On another level, the secular foundations of Israel are under assault. Ultra-Orthodox Jews are pressuring for a more rigidly religious state, one that increasingly separates women from men. They haven’t blown anybody up, but they have exhibited behaviors abhorrent to Western sensibilities. 

The soul of the Jewish Diaspora, particularly in America, is in play, as well, as highlighted by this week’s release of a survey of U.S. Jews by the Pew Research Center’s Religion & Public Life Project.
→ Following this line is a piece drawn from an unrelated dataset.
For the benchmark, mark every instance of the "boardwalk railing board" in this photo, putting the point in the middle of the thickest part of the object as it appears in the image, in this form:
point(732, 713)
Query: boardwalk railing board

In a nutshell, the study found fewer American Jews identify with their religion’s rules or religious institutions, though they continue “to feel pride in being Jewish and have a strong sense of belong to the greater Jewish community.” As the Associated Press reported, their connection is based mostly on culture and ancestry. “A large majority said remembering the Holocaust, being ethical and advocating for social justice formed the core of their Jewish identity.”

Being ethical and advocating for social justice. Nothing restrictive about those values. Be ethical to all. Advocate for social justice for all. Yes, remember the Holocaust, but also remember that other religions and people have their tragedies to commemorate. That’s also a part of being ethical and advocating for social justice.